January 2022

Foot Orthoses Do Not Change Soft Tissue Morphology, Skin Sensitivity

By Joanna Reeves, Richard Jones, Anmin Liu, Leah Bent, Ana Martinez-Santos, and Christopher Nester

Some have worried that foot orthoses that shift plantar load may alter the mechanical work of internal structures and change the size of muscle and connective tissues, and actually make them smaller. These authors challenge that notion.

The effect of foot orthoses (FOs) has not been well studied with respect to adaptations to the internal foot structures and skin sensitivity over time. Plantar pressure is altered with FOs, consequently altering the distribution of resultant force through foot tissues. Muscles and tendons can change their activity, size, and structure as a result of a change in loading with training, and intrinsic foot muscles can also change size in response to modified loading of the foot with altered footwear. Therefore, redistributing the external loading of the foot with FOs could alter muscle and connective tissue morphology. It has been suggested that FOs and arch support from footwear leads to smaller and weaker foot muscles. However, intervention studies on the effect of FOs on muscle are limited. Although there is evidence for altered tissue thickness and stiffness of the Achilles tendon and plantar fascia in pathologies such as diabetes, which will influence the distribution of plantar stress, the effect of FOs on these connective tissue also requires investigation.

Figure 1. Salfordinsole foot orthosis. The majority of participants (n=18) wore medium density ethylene vinyl acetate (EVA) or thermoplastic (Shore A 70) depicted.

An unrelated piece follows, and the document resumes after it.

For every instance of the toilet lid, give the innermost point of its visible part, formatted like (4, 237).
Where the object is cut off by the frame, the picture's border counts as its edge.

Foot orthoses can alter the contact area at specific regions of the foot, like increase the contact area in the medial arch, which could influence skin sensitivity. Skin sensitivity is comprised of both peripheral (alterations to the cutaneous mechanoreceptor activation or transmission) and central influences (cortical plastic changes based on input). Changes in contact area could alter, and potentially increase, the capacity for cutaneous mechanoreceptors to detect mechanical stimuli. There are 4 different classes of mechanoreceptors in glabrous skin, like on the foot sole, which respond to stretch, contact forces, vibration, and pressure. Cortical plasticity allows for the potential for increased skin sensitivity through increasing the relevant area in the primary somatosensory cortex, and neurophysiological changes with training has been shown in primates following stroke. Increased pressure in the medial arch could increase sensitivity due to the increases in the relative weighting given to receptors from that region, or skin sensitivity could decrease if the receptors become desensitized. Altered stimulation of mechanoreceptors can modulate afferent feedback to the central nervous system, influencing muscle activity and movement of the lower and upper limbs. Consequently, the skin’s contribution to gait and posture could be influenced with use of FOs through long-term stimulation of mechanoreceptors (a response to mechanical load being elicited in mechanoreceptors repetitively over time).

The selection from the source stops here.